The U.S. Supreme Court said on June 21 it will review whether a False Claims Act whistleblower's suit alleging that Executive Health Resources defrauded Medicare by falsely designating patient admissions should have proceeded despite the Justice Department's opposition, Bloomberg Law reported June 21.

Jesse Polansky, MD, a former employee of Executive Health Resources, in 2012 alleged that Executive Health violated the False Claims Act by exploiting the difference in reimbursement rates for inpatient and outpatient services, causing hundreds of thousands of claims for medical services to be incorrectly billed to Medicare as inpatient. 

The Justice Department declined to investigate the claims, but the case wound its way through the courts until in August 2019, when the U.S. government asked a federal judge to dismiss the case. 

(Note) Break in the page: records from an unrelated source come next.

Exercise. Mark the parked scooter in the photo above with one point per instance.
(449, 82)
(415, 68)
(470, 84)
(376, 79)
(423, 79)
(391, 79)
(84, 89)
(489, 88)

The U.S. District Court for the Eastern District of Pennsylvania granted the government's motion to dismiss in November 2019, and the 3rd Circuit Court of Appeals backed the dismissal in October 2021.

Dr. Polanksy filed a petition asserting the 3rd Circuit erred by backing the dismissal even though the government didn't intervene in his case before moving to dismiss it. Dr. Polansky also stated in a petition that the government lacks any FCA dismissal authority after initially declining to intervene in a whistleblower's case.

The petition also stated the 3rd Circuit joined the 7th Circuit in treating the government's motion to dismiss as a combined motion to intervene and dismiss. This further cemented a deeply entrenched circuit split over the government's FCA dismissal authority, according to the petition.

Legal experts told Bloomberg the issue over the circuit split is largely academic, but allowing the U.S. government to dismiss a whistleblower case without due process could have wider consequences. 

"It is profoundly disheartening for whistleblowers to have the government undermine years of effort through belated dismissals," Eric Havian, an attorney who represents whistleblowers, told Bloomberg. "Such actions have a broader impact than the case in which the dismissal occurs. It sends a signal to whistleblowers and their attorneys that moving ahead with a declined case is even riskier than previously imagined."